Certain evolutionary rate-shift events may be caused by selective pressure acting at the amino acid level (Pupko and Galtier 2002). However, this is unlikely to explain our results, showing that synonymous mutations located in rate-shifted ESRs display significant deviations from neutral expectations. Moreover, the fact that the purifying selection signal varies depending on the kind of ESR alteration (creation or loss) suggests that selection is acting at the RNA level.
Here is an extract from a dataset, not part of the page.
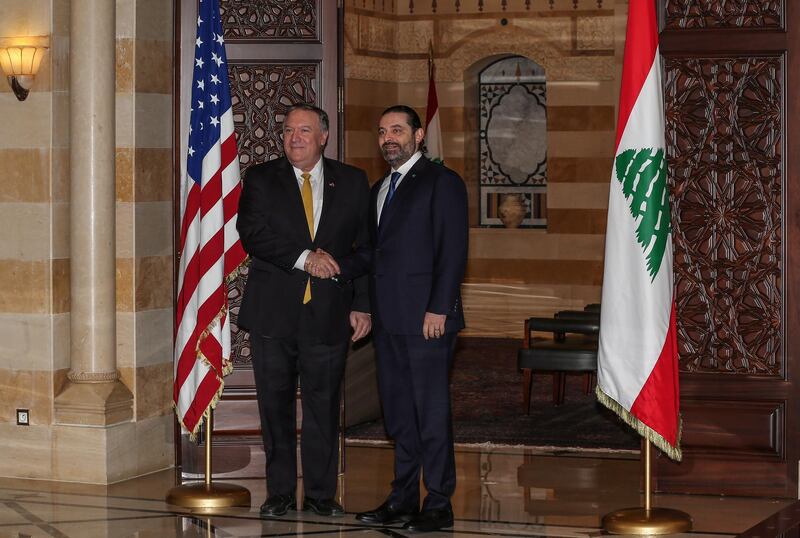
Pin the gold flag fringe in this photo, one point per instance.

A majority of the rate-shifted hexamers that we identified in this study are identical (or completely aligned) to known ESEs, including several binding sites for SRPs. However, we believe that those identified from skipped exons act as silencers. This hypothesis is supported by our finding of a higher proportion of known ESS and lower proportion of ESEs among them (relative to ESRs identified in constitutive exons). Moreover, these hexamers present an evolutionary pattern similar to known ESSs, i.e., both are under purifying selection in constitutive exons. These findings are in accordance with previous reports about the context-dependent function of ESRs (Goren et al. 2006; Jumaa and Nielsen 1997; Kanopka et al. 1996; Solis et al. 2008; Ule et al. 2006). Further experimental analysis will be necessary to prove the silencer function of these rate-shifted hexamers.
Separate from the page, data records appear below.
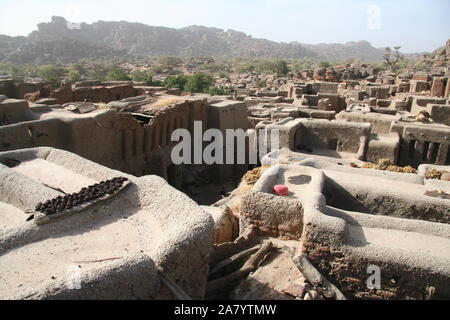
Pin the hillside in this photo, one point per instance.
(61, 41)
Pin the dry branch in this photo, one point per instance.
(250, 265)
(315, 277)
(224, 263)
(176, 290)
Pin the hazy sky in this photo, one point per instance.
(416, 25)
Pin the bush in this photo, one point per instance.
(199, 83)
(266, 66)
(74, 75)
(117, 74)
(170, 62)
(324, 64)
(281, 68)
(219, 91)
(52, 74)
(261, 83)
(178, 82)
(139, 76)
(98, 72)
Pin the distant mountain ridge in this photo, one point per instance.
(59, 40)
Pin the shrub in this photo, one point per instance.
(199, 83)
(74, 75)
(52, 74)
(178, 82)
(219, 91)
(117, 74)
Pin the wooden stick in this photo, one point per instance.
(99, 260)
(176, 290)
(249, 266)
(315, 277)
(224, 263)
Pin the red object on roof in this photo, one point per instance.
(281, 190)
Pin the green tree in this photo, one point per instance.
(219, 91)
(74, 75)
(170, 62)
(98, 72)
(266, 66)
(324, 64)
(199, 83)
(281, 68)
(392, 57)
(178, 82)
(140, 76)
(117, 74)
(52, 74)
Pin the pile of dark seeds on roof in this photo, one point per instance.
(69, 201)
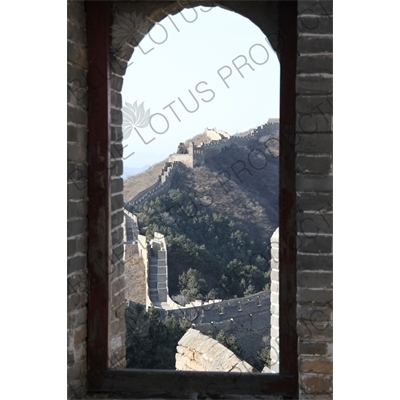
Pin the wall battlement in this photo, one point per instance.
(198, 155)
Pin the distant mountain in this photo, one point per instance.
(241, 182)
(130, 171)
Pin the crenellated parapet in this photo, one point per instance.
(198, 155)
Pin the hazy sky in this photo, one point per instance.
(216, 71)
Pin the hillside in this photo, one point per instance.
(241, 182)
(135, 184)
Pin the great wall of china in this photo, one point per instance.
(197, 156)
(253, 319)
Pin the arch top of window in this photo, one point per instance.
(267, 16)
(131, 24)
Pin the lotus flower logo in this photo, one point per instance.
(125, 27)
(134, 116)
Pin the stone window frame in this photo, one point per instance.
(102, 143)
Finally, this study provides the first attempt to demonstrate consistent evidence that, at the populational level, slightly deleterious mutations that occur in constitutive exons reduce their potential to be recognized during the splicing process. Given that the MK test revealed an excess of SNPs creating ESRs with putative silencer function (relative to substitutions) within constitutive exons, we conclude that these SNPs should reduce both the strength of splicing signals and exon recognition itself. This result strengthens the hypothesis of a constitutive origin for skipped exons and predicts that many human exons that are defined solely as constitutive should present some splicing variants at low level. The new technology of deep RNA sequencing applied to large populational samples will allow better detection of those cases.